問 最近、GPUメーカーがGPUにビデオのデコード機能を実装しています。このような動きをどのように見ておられますか。

答 GPUは、多くは3次元グラフィックス処理専用のプロセサであり、主にゲーム用途に使われます。われわれにとって興味深いのは、GPUメーカーが最近H.264デコード機能(HD画質)の処理能力を強化し、高画質映像の再生要求にこたえようとしている点です。

問 パソコン・ユーザーの何%がビデオ編集を行いますか。

答 弊社の調査によれば、パソコンでビデオを扱うのは、パソコン・ユーザーの50%程度でしょう。これらの人々はビデオを撮影した後、データをパソコンに保存しますが、その際に簡単な処理をします。例えば、不必要な部分をカットしたり、さらに編集をすることもあります。「YouTube」の盛況振りを見れば、このトレンドが裏づけられます。

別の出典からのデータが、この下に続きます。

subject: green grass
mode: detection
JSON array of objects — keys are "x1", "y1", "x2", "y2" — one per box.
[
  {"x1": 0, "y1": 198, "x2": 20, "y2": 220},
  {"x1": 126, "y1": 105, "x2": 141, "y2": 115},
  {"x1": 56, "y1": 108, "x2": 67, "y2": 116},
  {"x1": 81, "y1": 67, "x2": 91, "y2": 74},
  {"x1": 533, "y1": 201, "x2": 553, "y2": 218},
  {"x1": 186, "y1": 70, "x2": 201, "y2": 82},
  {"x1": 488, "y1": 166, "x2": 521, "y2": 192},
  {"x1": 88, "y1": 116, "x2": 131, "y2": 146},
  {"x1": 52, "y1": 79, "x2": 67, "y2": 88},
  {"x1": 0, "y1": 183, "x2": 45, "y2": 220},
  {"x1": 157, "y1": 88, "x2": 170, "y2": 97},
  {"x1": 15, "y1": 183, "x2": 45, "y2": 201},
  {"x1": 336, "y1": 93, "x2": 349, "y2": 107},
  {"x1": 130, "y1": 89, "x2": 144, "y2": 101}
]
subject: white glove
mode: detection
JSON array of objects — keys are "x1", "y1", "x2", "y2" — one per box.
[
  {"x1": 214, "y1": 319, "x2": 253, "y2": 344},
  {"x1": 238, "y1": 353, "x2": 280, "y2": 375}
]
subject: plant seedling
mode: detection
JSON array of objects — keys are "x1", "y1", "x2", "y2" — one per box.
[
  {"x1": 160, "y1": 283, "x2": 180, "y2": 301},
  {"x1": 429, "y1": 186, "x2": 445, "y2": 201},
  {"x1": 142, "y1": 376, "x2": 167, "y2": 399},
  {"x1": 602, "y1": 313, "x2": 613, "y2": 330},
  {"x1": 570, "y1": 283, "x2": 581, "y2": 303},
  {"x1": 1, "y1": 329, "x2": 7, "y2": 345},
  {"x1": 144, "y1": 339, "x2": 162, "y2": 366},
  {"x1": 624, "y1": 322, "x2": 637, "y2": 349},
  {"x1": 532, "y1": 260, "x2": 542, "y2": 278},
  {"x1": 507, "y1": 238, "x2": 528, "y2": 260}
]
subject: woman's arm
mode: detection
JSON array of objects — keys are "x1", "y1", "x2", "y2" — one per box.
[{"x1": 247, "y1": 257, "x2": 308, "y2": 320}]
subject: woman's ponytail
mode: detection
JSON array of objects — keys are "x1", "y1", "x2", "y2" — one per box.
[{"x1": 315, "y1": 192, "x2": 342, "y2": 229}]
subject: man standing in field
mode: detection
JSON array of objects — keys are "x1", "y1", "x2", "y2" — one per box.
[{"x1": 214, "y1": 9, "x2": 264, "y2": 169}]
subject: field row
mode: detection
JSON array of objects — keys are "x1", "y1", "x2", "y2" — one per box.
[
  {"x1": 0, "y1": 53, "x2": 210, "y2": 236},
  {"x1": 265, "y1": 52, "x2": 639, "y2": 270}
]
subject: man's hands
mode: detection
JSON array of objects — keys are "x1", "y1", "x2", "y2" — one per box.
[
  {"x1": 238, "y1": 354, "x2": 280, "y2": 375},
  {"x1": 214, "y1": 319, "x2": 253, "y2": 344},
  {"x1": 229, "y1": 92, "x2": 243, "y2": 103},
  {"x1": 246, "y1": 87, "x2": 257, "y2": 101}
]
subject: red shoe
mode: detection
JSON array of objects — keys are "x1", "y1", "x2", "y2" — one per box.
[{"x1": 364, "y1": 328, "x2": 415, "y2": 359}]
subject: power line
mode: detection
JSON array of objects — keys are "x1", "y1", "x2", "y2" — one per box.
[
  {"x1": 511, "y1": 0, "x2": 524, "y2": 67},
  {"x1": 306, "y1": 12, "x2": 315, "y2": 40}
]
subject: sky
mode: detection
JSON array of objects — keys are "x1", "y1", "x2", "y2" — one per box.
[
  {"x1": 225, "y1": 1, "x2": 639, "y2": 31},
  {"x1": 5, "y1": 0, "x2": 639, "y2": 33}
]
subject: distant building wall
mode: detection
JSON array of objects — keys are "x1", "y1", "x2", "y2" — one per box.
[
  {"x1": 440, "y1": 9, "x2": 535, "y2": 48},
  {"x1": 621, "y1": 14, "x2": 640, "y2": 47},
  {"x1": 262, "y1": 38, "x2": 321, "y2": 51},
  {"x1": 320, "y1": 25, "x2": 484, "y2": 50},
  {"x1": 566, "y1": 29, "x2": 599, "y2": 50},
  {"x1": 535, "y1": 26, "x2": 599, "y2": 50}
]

問 ビデオ編集という点で、最も進んでいるのはどこの国ですか。

答 明らかに日本です。二番目はドイツではないでしょうか。ビデオ編集という観点からドイツは非常に重要だと考えています。

 ビデオ編集には時間がかかります。現状では待ち時間が多いのです。それに耐えられる忍耐力が必要です。

問 台湾でのHDビデオはどの程度普及していますか。

答 台湾では、ディーラがHD DVDとBlu-ray機の販促を開始したところです。レンタル・ビデオ店もBlu-ray Discのレンタルを開始しました。

問 ビデオ編集ソフト・ベンダーの立場から見て、次世代のパソコンにはどのような機能が必要になりますか。

答 次世代のパソコンにとって重要なのは、第一にビデオ編集やオーサリング・ソフトを含む付属ソフトです。パソコン・メーカーが競合他社と差異化するため、付属ソフトが重要になってきます。第二に、HD-DVDやBlu-ray Discへの書き込み機能の搭載です。このほか、ネットワークのデータ転送能力が重要になります。今後、複数のパソコンを高速なネットワークで相互に接続する必要性が高まるからです。

問 台湾は過去に、世界有数のパソコン産業や半導体産業、液晶産業を立ち上げてきました。今後の台湾では、どのような産業が重要となりますか。

答 台湾には、マザーボード・メーカーやLCDメーカーなど、競争力のあるハードウェア・メーカーが多数存在しています。TSMCのような半導体メーカーもそうしたうちの1社です。そうした状況にある台湾に、今後望まれるのは、ソフトウェアも含むコンテンツ・クリエーション企業であると考えます。